Author Peter Drucker’s adage that a business enterprise has two basic functions—marketing and innovation—certainly resonates in the quick-service industry today. Marketing and innovation serve as critical drivers of growth at a time when the limits of cost cutting have been reached. While the innovation function is steady across all chains, marketing strategies vary greatly.

I’ve worked with a broad range of companies and have found a lot of variation in how marketing is defined and what impact it has on the organization and business as a whole. At some quick serves, the marketing function is merely creative services—establishing and maintaining a look and feel throughout the units and in communications. For others, marketing may have responsibility for optimizing and managing the marketing mix of advertising, promotions, or point-of-purchase.

More and more, quick serves are appointing a chief marketing officer and looking to him or her to drive an agenda that, in today’s environment of streamlined business, is expanding to include several more responsibilities than the role traditionally held.
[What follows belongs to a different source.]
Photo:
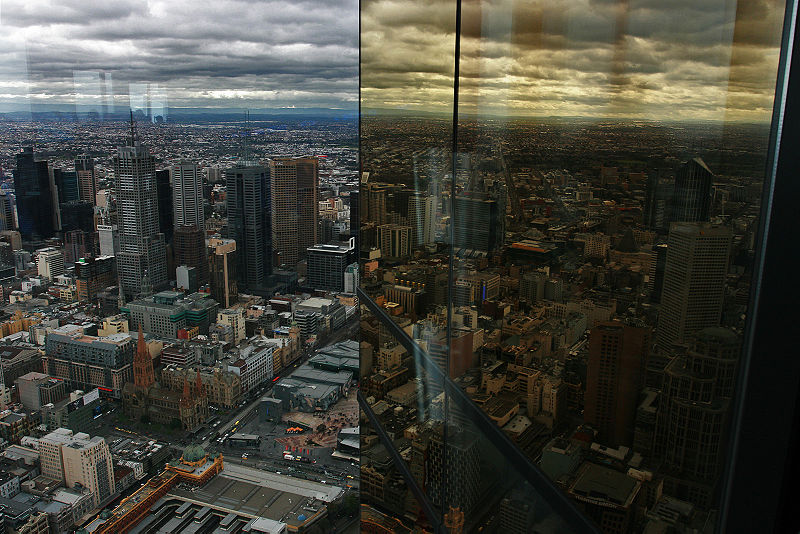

They have responsibilities that extend beyond marketing strategies and programs. In a recent Forbes.com article, David Cooperstein, vice president at Forrester Research, suggested that the CMO’s responsibility “isn’t just aggressive advertising and promotion … The CMO is the one who must connect the dots—the touch points with the customer—to make every experience with the brand consistent and positive.”

Dick Lynch of Popeyes Louisiana Kitchen is a CMO who fulfills such an expansive role. He’s in charge of “unlocking the brand DNA and exploding that into everything the brand does.” He led the chain’s recent repositioning, applying the new Popeyes brand identity across the enterprise. Menu initiatives, new product development, and even the chain’s Louisiana Culinary Heritage Institute, a program to reward top operators, all fall under Lynch’s watch.

Pricing, franchisee relations, service standards, development—many functions that fall outside of a traditional marketing role are areas where CMOs get involved because they impact the customer experience and brand perceptions. Expanding the Popeyes brand into international markets, for example, is yet another of Lynch’s responsibilities at the fast feeder.

They contribute a business mindset, not just marketing. All marketers need to exert strong right-brain thinking in order to drive creative marketing programs, but CMOs also demonstrate proficiency in left-brain skills. They develop a detailed knowledge of the company’s financials, which not only gives them insight into what changes in the marketing mix need to be made in order to drive sales and profits, but also gives them credibility during management and board meetings.

“Having a general breadth of knowledge is important, not just the marketing side,” says Jason Smylie, CMO of Capriotti’s Sandwich Shop.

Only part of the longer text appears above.